2024 Performance | 0.233 | *** | Each additional point in 2024 predicts only 0.23 points more in 2025. A 10-point 2024 improvement predicts just a 2.3-point 2025 gain. Action: While significant, this low coefficient — combined with the weak bivariate correlation of r = 0.23 — suggests the appraisal system has low predictive validity. Historical performance is a poor guide to future performance, raising concerns about HOD scoring consistency. |
Management Grade | -0.643 | (n.s.) | Once prior-year performance is controlled, Management grades do NOT score significantly higher than Revenue Staff. The visual impression of management outperformance (Section 5) is driven by management staff also having higher 2024 scores — not a grade-specific 2025 advantage. Action: Management appraisal criteria should be reviewed to ensure they are substantively more demanding, not simply applied more generously. |
Support (Drivers) Grade | 4.572 | *** | Driver-grade staff score approximately 4.6 points higher than Revenue Staff after controlling for prior performance and location. This is the most unexpected finding. Possible explanations include more lenient HOD scoring for smaller support teams or different weighting of assessment criteria for non-revenue roles. Action: KWIRS should investigate whether appraisal criteria and HOD calibration for support grades are equivalent to those applied to revenue-generating staff. |
Zonal Office | -1.939 | *** | Controlling for grade and prior performance, Zonal staff score approximately 1.9 points lower than HQ staff. This location penalty is independent of individual capability. Action: This is the most actionable finding. KWIRS should audit training infrastructure, examination facilities, and supervisory resource quality across all three Zonal Offices and implement a structured equalisation programme. |
The low R² (≈ 10%) is itself a key finding. Only one-tenth of the variance in 2025 scores is explained by prior-year performance, grade, and location combined. The remaining 90% reflects factors not captured in this model — likely a combination of (a) genuinely unmeasured determinants (training hours, tenure, HOD relationship quality) and (b) measurement error from inconsistent scoring. This reinforces the recommendation to commission a comprehensive appraisal instrument calibration review.
9. Integrated Findings
The five analytical techniques applied in this study converge on a coherent story about both organisational inequality and measurement quality concerns at KWIRS.
EDA established a well-populated dataset with two solvable quality issues, the more serious being a near-defunct 360-degree component that currently penalises approximately 90% of staff for non-participation in a process they were not required to complete. Visualisation confirmed that the HQ–Zonal performance gap is not recent — it has persisted across all four years without narrowing, suggesting structural rather than transient causes.

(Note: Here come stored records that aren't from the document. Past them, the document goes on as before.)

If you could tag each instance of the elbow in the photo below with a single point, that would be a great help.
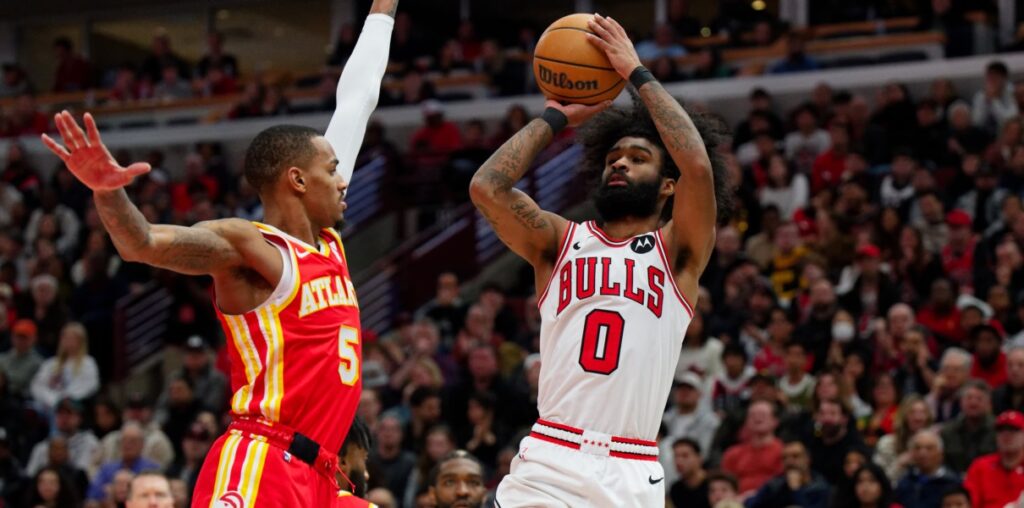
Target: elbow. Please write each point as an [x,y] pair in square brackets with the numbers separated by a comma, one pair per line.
[136,254]
[480,193]
[130,255]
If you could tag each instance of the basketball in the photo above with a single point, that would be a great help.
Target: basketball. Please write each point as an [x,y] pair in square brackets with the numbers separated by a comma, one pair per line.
[569,69]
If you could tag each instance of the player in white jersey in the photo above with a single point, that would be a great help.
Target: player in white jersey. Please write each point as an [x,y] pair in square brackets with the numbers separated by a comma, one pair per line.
[615,297]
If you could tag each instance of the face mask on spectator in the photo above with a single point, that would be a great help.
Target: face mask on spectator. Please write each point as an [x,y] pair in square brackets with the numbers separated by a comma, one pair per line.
[843,331]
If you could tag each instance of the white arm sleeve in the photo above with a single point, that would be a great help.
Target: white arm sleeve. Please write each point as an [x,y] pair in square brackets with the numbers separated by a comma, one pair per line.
[358,89]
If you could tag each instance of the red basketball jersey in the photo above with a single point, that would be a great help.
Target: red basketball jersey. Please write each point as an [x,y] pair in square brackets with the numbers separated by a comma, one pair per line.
[296,358]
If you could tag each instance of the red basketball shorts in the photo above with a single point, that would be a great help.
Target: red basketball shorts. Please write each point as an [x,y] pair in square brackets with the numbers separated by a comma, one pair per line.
[247,470]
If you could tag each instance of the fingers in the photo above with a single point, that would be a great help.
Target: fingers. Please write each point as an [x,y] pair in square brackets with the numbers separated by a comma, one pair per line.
[76,130]
[600,29]
[55,147]
[66,135]
[616,28]
[139,168]
[91,130]
[597,41]
[70,131]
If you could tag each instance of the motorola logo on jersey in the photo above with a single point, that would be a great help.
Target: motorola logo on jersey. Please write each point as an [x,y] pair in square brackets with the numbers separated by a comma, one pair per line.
[588,277]
[643,245]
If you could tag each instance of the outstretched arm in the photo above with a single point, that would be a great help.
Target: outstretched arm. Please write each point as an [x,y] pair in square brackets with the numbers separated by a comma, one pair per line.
[690,236]
[212,248]
[519,222]
[359,86]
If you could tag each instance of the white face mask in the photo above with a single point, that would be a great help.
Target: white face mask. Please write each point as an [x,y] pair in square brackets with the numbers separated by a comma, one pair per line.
[843,331]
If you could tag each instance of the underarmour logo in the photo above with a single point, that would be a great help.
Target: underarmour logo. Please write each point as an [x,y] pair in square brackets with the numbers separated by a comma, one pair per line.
[642,245]
[230,500]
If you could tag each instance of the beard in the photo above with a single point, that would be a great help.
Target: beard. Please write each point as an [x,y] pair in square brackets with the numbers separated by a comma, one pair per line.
[358,479]
[633,200]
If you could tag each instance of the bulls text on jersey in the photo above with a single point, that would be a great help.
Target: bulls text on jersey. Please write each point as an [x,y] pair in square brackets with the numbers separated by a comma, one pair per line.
[584,278]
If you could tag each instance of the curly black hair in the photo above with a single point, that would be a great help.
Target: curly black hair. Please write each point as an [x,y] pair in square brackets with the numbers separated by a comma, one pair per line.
[604,130]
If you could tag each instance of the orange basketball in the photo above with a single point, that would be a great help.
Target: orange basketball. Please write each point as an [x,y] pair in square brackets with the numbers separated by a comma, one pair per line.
[570,69]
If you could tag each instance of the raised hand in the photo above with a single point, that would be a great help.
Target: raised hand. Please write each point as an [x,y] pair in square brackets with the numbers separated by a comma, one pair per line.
[578,114]
[87,158]
[616,45]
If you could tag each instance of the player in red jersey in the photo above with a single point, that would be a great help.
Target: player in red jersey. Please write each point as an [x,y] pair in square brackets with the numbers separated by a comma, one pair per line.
[352,467]
[282,289]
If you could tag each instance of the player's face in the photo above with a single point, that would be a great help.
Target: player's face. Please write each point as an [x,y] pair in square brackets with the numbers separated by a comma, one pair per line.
[956,501]
[686,459]
[867,488]
[720,491]
[354,464]
[325,186]
[151,492]
[460,484]
[632,184]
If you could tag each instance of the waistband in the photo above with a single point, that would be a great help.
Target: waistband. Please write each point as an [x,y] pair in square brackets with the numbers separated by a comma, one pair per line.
[594,442]
[294,443]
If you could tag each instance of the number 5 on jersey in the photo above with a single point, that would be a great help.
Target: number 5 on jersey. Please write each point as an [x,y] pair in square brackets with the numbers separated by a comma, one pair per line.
[348,369]
[602,341]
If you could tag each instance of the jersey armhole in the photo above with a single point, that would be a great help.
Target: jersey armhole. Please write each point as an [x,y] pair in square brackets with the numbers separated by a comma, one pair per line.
[285,290]
[664,253]
[566,241]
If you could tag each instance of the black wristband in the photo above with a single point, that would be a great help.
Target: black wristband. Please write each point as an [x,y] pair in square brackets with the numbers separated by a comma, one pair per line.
[640,76]
[556,119]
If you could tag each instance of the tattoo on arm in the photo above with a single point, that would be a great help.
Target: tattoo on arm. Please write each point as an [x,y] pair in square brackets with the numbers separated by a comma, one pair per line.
[198,250]
[515,217]
[677,129]
[125,223]
[528,214]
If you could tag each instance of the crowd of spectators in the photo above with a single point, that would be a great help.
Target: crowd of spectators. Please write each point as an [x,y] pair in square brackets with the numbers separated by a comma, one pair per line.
[421,58]
[859,338]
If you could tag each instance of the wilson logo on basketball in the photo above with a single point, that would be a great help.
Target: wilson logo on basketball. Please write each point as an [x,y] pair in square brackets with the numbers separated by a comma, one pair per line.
[562,80]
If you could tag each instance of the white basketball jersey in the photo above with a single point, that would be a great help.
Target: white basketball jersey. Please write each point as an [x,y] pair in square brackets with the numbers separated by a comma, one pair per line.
[612,325]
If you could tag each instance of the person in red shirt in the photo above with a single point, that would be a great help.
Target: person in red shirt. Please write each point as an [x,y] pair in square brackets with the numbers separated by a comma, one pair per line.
[73,72]
[760,458]
[771,358]
[957,255]
[829,167]
[26,119]
[282,290]
[940,314]
[351,474]
[996,479]
[989,362]
[432,143]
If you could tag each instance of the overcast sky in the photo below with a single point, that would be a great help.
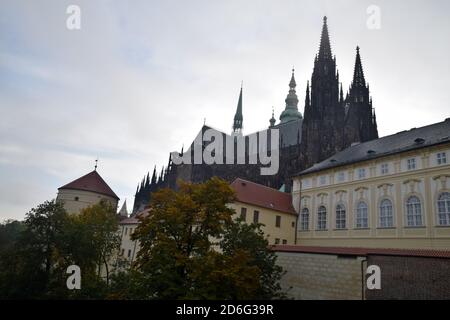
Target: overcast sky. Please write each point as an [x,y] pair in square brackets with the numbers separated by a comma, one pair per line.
[139,77]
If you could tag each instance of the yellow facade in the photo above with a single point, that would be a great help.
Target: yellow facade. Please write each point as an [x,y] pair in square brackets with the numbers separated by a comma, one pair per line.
[282,234]
[392,178]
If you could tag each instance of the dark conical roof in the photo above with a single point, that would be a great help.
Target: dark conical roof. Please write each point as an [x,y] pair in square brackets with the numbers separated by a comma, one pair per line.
[91,182]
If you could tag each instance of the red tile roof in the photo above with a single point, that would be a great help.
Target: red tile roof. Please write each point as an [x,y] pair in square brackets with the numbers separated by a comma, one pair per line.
[430,253]
[262,196]
[91,182]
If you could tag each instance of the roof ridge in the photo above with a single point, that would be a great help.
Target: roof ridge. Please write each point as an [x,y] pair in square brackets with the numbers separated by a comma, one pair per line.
[261,185]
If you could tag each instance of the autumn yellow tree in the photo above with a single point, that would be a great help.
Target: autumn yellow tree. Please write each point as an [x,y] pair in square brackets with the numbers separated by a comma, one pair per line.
[181,255]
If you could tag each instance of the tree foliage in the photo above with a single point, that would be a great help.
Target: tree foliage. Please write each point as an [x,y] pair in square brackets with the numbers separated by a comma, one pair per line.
[191,248]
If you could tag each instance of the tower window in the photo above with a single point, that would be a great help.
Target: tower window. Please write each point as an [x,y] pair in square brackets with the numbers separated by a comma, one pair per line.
[244,213]
[441,158]
[411,163]
[256,216]
[278,221]
[361,173]
[384,168]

Hypothesis testing provided statistical confirmation: both the grade-band differentiation (small effect, ε² = 0.0364) and the HQ–Zonal gap (small-to-medium effect, d = 0.296) are significant beyond the 0.001 threshold. The post-hoc results, however, revealed an unexpected finding: Support (Drivers) grades outperform Revenue Staff significantly, not Management grades — raising questions about scoring standard consistency across staff categories.

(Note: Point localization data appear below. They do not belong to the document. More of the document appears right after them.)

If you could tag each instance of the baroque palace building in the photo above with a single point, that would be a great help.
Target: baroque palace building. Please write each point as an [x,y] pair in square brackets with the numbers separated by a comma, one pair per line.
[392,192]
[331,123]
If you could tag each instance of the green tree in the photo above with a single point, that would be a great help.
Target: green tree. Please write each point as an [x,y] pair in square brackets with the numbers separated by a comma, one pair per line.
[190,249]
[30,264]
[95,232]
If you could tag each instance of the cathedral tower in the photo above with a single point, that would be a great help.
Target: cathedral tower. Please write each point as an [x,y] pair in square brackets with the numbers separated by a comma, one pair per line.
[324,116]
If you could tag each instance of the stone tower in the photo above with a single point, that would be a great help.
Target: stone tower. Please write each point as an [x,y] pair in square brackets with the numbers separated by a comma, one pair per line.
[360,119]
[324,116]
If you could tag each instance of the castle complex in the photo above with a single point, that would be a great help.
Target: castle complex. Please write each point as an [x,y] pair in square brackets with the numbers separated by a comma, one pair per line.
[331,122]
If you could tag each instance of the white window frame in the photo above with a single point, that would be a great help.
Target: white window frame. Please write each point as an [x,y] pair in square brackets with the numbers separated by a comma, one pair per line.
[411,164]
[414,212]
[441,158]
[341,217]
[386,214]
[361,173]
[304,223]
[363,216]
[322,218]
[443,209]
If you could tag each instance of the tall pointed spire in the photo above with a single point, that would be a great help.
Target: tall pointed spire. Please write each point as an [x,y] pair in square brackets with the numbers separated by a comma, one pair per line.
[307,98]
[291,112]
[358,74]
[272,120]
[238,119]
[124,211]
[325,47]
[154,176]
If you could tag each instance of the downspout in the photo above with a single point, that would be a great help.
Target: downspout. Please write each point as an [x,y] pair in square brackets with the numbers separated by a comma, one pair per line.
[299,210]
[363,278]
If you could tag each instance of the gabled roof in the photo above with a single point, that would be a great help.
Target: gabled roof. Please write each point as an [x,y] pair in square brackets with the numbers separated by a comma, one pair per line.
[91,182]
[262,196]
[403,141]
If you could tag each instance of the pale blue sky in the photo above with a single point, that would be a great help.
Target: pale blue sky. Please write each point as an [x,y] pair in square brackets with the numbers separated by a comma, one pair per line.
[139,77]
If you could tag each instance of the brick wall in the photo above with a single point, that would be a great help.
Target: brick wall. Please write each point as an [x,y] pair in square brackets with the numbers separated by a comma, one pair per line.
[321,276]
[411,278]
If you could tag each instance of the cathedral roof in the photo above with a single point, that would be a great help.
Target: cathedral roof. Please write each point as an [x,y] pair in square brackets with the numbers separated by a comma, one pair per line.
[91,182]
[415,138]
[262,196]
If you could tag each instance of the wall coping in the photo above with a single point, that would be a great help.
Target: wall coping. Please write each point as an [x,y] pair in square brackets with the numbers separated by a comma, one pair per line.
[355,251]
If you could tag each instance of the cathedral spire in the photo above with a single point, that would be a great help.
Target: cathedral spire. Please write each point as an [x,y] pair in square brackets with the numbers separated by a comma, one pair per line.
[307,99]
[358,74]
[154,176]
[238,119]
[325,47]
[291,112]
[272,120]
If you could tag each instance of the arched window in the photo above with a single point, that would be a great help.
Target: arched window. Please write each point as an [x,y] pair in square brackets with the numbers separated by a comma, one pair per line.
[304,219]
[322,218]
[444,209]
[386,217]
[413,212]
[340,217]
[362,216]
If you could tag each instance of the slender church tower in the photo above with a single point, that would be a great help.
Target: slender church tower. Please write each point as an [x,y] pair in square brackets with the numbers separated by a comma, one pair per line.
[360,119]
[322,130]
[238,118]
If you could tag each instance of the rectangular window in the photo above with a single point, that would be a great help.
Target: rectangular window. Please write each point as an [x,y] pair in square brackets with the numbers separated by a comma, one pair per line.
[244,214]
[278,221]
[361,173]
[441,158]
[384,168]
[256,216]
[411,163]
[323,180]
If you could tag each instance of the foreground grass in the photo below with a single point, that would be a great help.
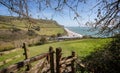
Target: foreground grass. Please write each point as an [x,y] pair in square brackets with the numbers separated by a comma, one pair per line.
[82,48]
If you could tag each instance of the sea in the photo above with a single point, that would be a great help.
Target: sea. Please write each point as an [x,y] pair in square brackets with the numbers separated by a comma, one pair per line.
[87,31]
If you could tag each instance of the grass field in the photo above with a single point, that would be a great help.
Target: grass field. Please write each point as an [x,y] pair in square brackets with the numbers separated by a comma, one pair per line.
[82,47]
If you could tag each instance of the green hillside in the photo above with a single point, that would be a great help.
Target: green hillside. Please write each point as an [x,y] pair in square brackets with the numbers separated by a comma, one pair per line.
[47,27]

Correlation analysis produced the most diagnostically important finding: year-to-year performance correlations at KWIRS are weak (r = 0.13–0.39), far lower than a reliable appraisal system would produce. Combined with the low regression R² of approximately 10%, this points to substantial unexplained variance — consistent with HOD scoring inconsistency across cycles as a root cause.
Single integrated recommendation: KWIRS should immediately commission an Appraisal System Integrity Review with three concrete outputs: (1) mandatory 360-degree review completion tracked as an HOD KPI, eliminating the current near-universal zero-score problem; (2) inter-HOD calibration workshops to align scoring standards across grades and offices, with the goal of raising year-to-year correlations above 0.5; and (3) a Zonal Office Capability Programme providing parity of training, examination infrastructure, and supervisory support relative to HQ — directly addressing the persistent ~2-point location penalty confirmed by regression.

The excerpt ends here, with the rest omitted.